Wer immer noch nicht genug vom Medienrummel um ein – nicht das – Higgs-Boson hatte, der war gestern zu einer Abendvorlesung an der Uni Bonn eingeladen. Und tatsächlich strömten bis zum Beginn um halb 8 einige hundert Leute zum Vortrag „Ein Abend mit dem Higgs-Teilchen“. Der übervolle Hörsaal 1 bestand überwiegend aus älteren Semestern, aber auch interessierte Jugendliche fanden sich im Publikum. Und wie man an den Fotos erkennen kann, war’s trotz der trockenen theoretischen Physik und dem Durcheinander an Teilchen und Zahlen sogar eine recht bunte Higgs-Show.
Im ersten Teil der drei aufeinander aufbauenden Vorträge ging’s um die Grundlagen: Symmetrien (farbenfroh durch Kristall und Legosteine darstellt), Higgs-Mechanismus, Higgs-Feld, Elementarteilchen, spontane Symmetriebrechung. Und zum bekannten Sombrero-Potential aus der Theorie gab’s neben der berühmten Cocktail-Party-Analogie noch ein weiteres Alltags-taugliches Beispiel für den Higgs-Mechanismus – quasi für die Festivalgänger unter uns.

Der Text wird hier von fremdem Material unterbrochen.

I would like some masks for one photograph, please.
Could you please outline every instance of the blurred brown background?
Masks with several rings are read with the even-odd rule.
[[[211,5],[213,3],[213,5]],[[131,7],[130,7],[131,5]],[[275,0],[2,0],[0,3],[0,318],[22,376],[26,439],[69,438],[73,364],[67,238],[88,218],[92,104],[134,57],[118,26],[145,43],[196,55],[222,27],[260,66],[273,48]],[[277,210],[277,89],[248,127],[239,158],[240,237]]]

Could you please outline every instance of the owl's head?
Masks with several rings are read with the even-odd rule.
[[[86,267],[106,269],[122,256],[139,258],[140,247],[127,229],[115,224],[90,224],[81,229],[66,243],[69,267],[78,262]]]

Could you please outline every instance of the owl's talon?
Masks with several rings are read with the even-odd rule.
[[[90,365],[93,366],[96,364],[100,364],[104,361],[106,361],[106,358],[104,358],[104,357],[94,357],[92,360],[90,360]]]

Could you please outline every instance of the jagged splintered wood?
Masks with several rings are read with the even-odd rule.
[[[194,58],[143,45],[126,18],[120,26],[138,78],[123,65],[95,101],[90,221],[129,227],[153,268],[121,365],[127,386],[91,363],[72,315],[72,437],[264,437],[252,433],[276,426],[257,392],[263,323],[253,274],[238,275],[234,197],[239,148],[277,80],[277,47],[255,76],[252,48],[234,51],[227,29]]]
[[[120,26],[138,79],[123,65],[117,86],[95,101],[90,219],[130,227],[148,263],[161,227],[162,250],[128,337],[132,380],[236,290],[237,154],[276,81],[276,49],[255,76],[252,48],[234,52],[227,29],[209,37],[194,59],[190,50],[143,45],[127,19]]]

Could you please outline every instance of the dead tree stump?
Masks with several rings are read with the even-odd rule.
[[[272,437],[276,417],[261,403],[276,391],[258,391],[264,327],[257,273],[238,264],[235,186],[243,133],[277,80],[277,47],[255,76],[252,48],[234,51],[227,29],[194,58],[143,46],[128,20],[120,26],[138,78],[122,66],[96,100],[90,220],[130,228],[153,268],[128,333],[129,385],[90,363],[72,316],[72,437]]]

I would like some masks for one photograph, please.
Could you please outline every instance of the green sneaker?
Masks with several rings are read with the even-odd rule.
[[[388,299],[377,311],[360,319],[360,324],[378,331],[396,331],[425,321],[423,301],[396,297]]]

Nachdem in das vor fast 50 Jahren u.a. von Peter Higgs entworfene Theoriegebäude eingeführt wurde, stellten zwei junge Doktoraden das CERN und den LHC vor. Dabei wurde erstmal gleich mit dem üblichen Klischee von alten Physikern mit grauem und etwas wirrem Haar aufgeräumt, wobei beispielhaft Einstein und CERN-Direktor Heuer herhalten mussten. Zumindest für Grundschüler nach einem CERN-Besuch kann der Physiker von heute sehr wohl eine Frau mit kurzem Kleid, Stiefeln und einem Apfel auf dem PC sein.
Was nun genau im LHC gemacht wird und wie eigentlich der Bonner Beitrag zum Pixeldetektor im ATLAS-Experiment (siehe auch Teil 1) aussieht, wurde von beiden Jungphysikern in einem lebendigen Vortragsstil vorgestellt. Ebenso erläuterten sie, wie der Arbeitsalltag und die aktuelle CERN-Forschung der Bonner Physiker aussieht; die Arbeitsgruppen bestehen bei vier Professoren, rund 20 Doktoren und 50 Doktoranden aus immerhin 17 Nationalitäten.
Und wie findet man nun eigentlich so ein Higgs-Boson? Ganz einfach, steht doch drauf …
Ganz so einfach ist es dann doch nicht, wie im dritten Beitrag deutlich wurde. Hier ging es um die komplexe Datenanalyse, die aufwändige Suche in den verschiedensten Zerfallsprozessen, die bei den unvorstellbaren 40 Millionen Teilchenkollisionen pro Sekunde, die mit der 80-Megapixel-Kamera aus Bonn beobachtet werden, entstehen. Wie kompliziert es ist, in den Datenmengen der verschiedenen Detektoren von ATLAS indirekt ein Higgs dingfest zu machen, wurde mit der Suche nach der Nadel im Heuhaufen verglichen, wobei sie zu finden 100 Millionen Mal wahrscheinlicher ist.
Und dann kam doch der Tag, der 04. Juli 2012: das – sowie der – Higgs zum Greifen nah …
Zum Abschluss der 90-minütigen Higgs-Vorlesung waren schließlich die harten Fakten von ATLAS und CMS zu sehen. Und wie es schon vor einer Woche am CERN hieß, so wurde auch an diesem Abend mehrfach darauf hingewiesen: Es ist erst der Anfang. Und während weiter in den Zahlen nach dem (bestätigendem) Higgs-Signal gesucht wird, so analysieren die Bonner Teilchenphysiker die Datenmengen nach Hinweisen von theoretischen Higgs-Zerfällen in Tau-Leptonen und Bottom-Quarks.
Nach einer Fragerunde war die Abendveranstaltung (weitere Bilder hier) längst nicht vorbei, denn noch bis um 10, als der Hörsaal abgeschlossen werden musste, wurden die fünf Physiker weiter mit Fragen gelöchert.